Dean Pepall's primary field of research is industrial organization and the
economics of imperfect competition. She has published her work in many leading
economic journals including Journal of Finance, Economic Journal,
Journal of Business, International Journal of Industrial Organization, Journal
of Economics
and Management Strategy, and Journal of Industrial Economics.

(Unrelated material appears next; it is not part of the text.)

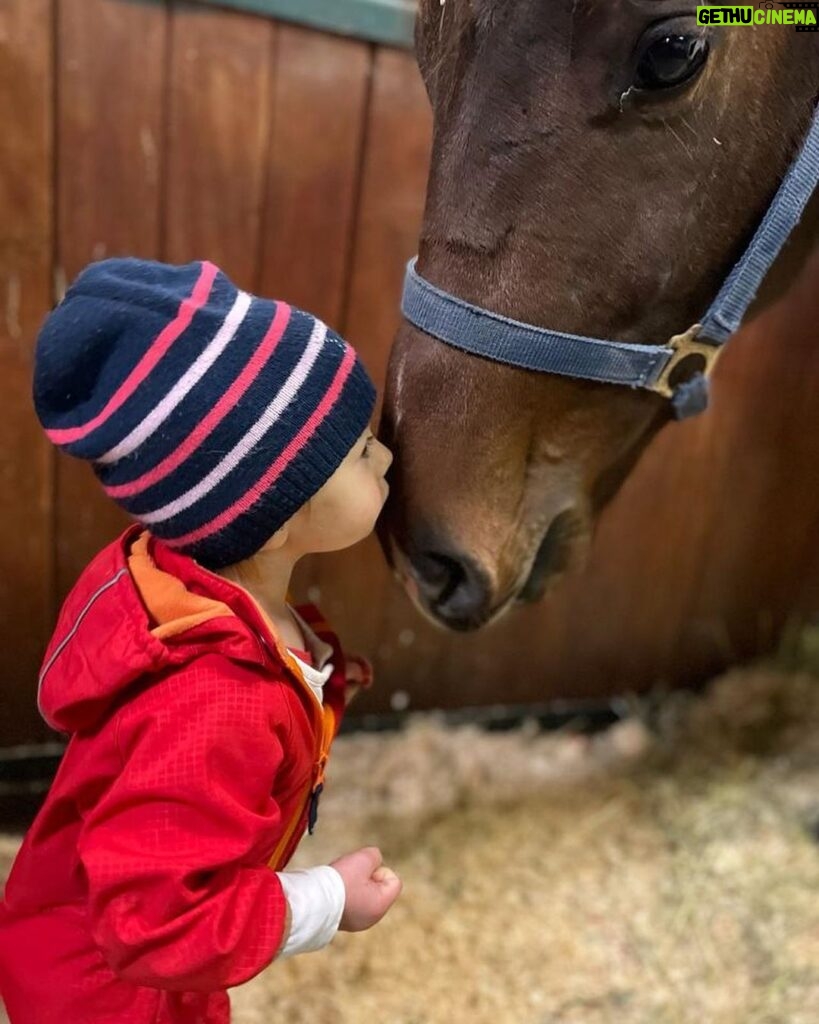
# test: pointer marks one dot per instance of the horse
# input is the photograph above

She is also a co-author of the textbook Industrial Organization:
Contemporary Theory and Practice. Dean Pepall's current research is focused
on two areas: information and complementarities in business development, and
civic engagement and the nonprofit sector.
Vickie Sullivan
Dean of Academic Affairs for Arts and Sciences
Professor of Political Science
Vickie Sullivan is Dean of
Academic Affairs for Arts and Sciences. She received her BA from Carleton
College and her MA and, in 1990, her PhD from the University of Chicago. She
came to Tufts in 1996 as an assistant professor in the Department of Political
Science, where she was tenured and promoted to the rank of associate professor
in 1998 and promoted to the rank of full professor in 2005. She served as Chair
of the Department of Political Science from 2003 until 2005.
Her research interests include political thought and philosophy, as well as politics and literature. Dean Sullivan is the author of the books Machiavelli's Three Romes: Religion, Human Liberty, and Politics Reformed (1996) and Machiavelli, Hobbes, and the Formation of a Liberal Republicanism in England (2004). In addition, she is the editor of the volume The Comedy and Tragedy of Machiavelli: Essays on the Literary Works (2000) and co-editor of Shakespeare's Political Pageant: Essays in Politics and Literature (1996). She has published articles in American Political Science Review, Political Theory, History of Political Thought, and Polity, and in various edited volumes. Her current project is on the political thought of Montesquieu.